[Devel] [PATCH rh7 v2 2/3] ve/fs/sync: per containter sync and syncfs
Andrey Ryabinin
aryabinin at virtuozzo.com
Tue Feb 2 07:51:55 PST 2016
The implementation is straightforward, since we already have per container
writeback. Sync just get user beancounter and launches writeback work for it.
https://jira.sw.ru/browse/PSBM-39583
Signed-off-by: Andrey Ryabinin <aryabinin at virtuozzo.com>
---
fs/fs-writeback.c | 85 +++++++++++++++++++++++++++++++++--------------
fs/mount.h | 3 ++
fs/namespace.c | 4 +--
fs/super.c | 2 +-
fs/sync.c | 43 ++++++++++++++----------
include/linux/fs.h | 1 +
include/linux/writeback.h | 5 +++
7 files changed, 98 insertions(+), 45 deletions(-)
diff --git a/fs/fs-writeback.c b/fs/fs-writeback.c
index d48530f9..5817404 100644
--- a/fs/fs-writeback.c
+++ b/fs/fs-writeback.c
@@ -132,7 +132,8 @@ out_unlock:
static void
__bdi_start_writeback(struct backing_dev_info *bdi, long nr_pages,
- bool range_cyclic, enum wb_reason reason)

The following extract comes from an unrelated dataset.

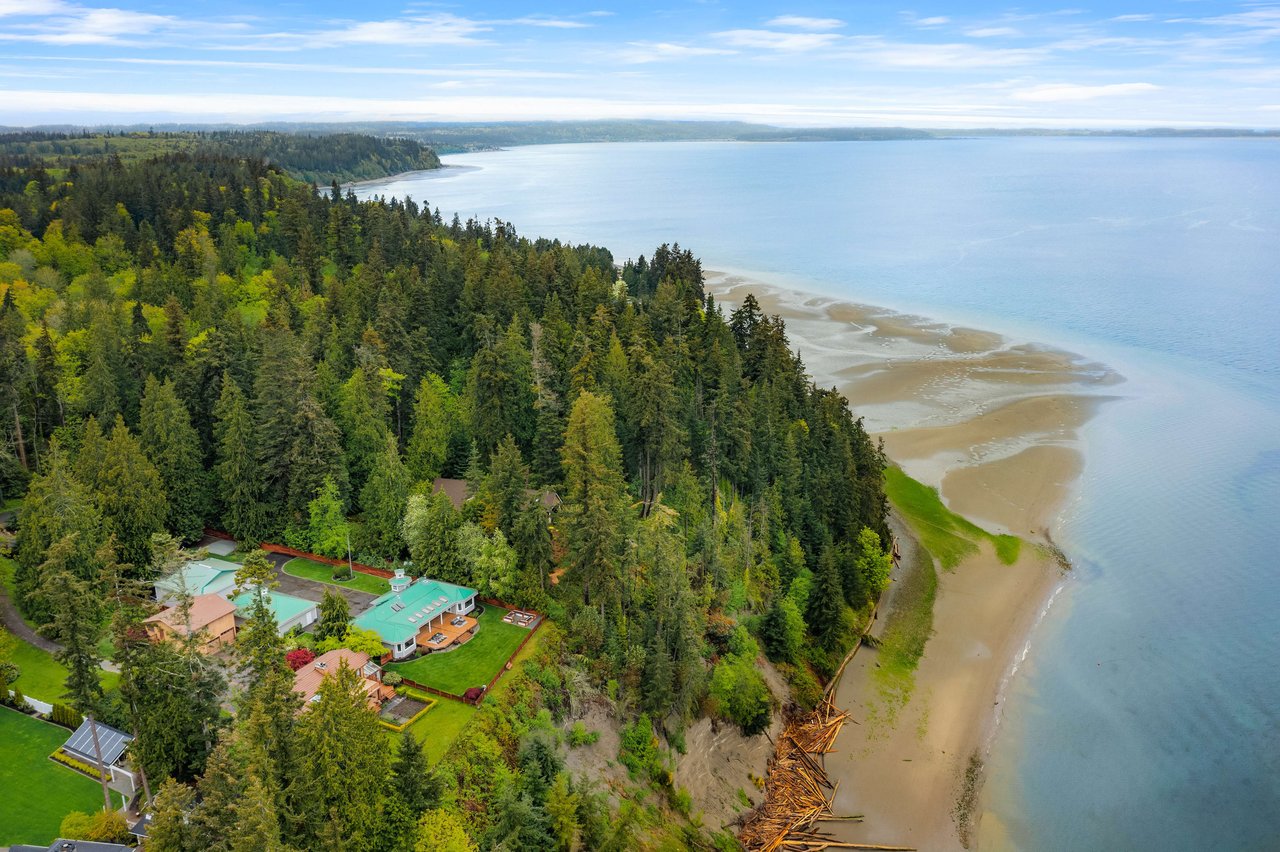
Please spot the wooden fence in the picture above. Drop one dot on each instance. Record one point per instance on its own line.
(327, 560)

+ struct user_beancounter *ub, bool range_cyclic,
+ enum wb_reason reason)
{
struct wb_writeback_work *work;
@@ -151,6 +152,7 @@ __bdi_start_writeback(struct backing_dev_info *bdi, long nr_pages,
work->nr_pages = nr_pages;
work->range_cyclic = range_cyclic;
work->reason = reason;
+ work->ub = ub;
bdi_queue_work(bdi, work);
}
@@ -170,7 +172,7 @@ __bdi_start_writeback(struct backing_dev_info *bdi, long nr_pages,
void bdi_start_writeback(struct backing_dev_info *bdi, long nr_pages,
enum wb_reason reason)
{
- __bdi_start_writeback(bdi, nr_pages, true, reason);
+ __bdi_start_writeback(bdi, nr_pages, NULL, true, reason);
}
/**
@@ -1148,7 +1150,8 @@ void bdi_writeback_workfn(struct work_struct *work)
* Start writeback of `nr_pages' pages. If `nr_pages' is zero, write back
* the whole world.
*/
-void wakeup_flusher_threads(long nr_pages, enum wb_reason reason)
+void wakeup_flusher_threads_ub(long nr_pages, struct user_beancounter *ub,
+ enum wb_reason reason)
{
struct backing_dev_info *bdi;
@@ -1159,11 +1162,16 @@ void wakeup_flusher_threads(long nr_pages, enum wb_reason reason)
list_for_each_entry_rcu(bdi, &bdi_list, bdi_list) {
if (!bdi_has_dirty_io(bdi))
continue;
- __bdi_start_writeback(bdi, nr_pages, false, reason);
+ __bdi_start_writeback(bdi, nr_pages, ub, false, reason);
}
rcu_read_unlock();
}
+void wakeup_flusher_threads(long nr_pages, enum wb_reason reason)
+{
+ wakeup_flusher_threads_ub(nr_pages, NULL, reason);
+}
+
/*
* Wake up bdi's periodically to make sure dirtytime inodes gets
* written back periodically. We deliberately do *not* check the
@@ -1374,7 +1382,7 @@ out_unlock_inode:
}
EXPORT_SYMBOL(__mark_inode_dirty);
-static void wait_sb_inodes(struct super_block *sb)
+static void wait_sb_inodes(struct super_block *sb, struct user_beancounter *ub)
{
struct inode *inode, *old_inode = NULL;
@@ -1402,6 +1410,11 @@ static void wait_sb_inodes(struct super_block *sb)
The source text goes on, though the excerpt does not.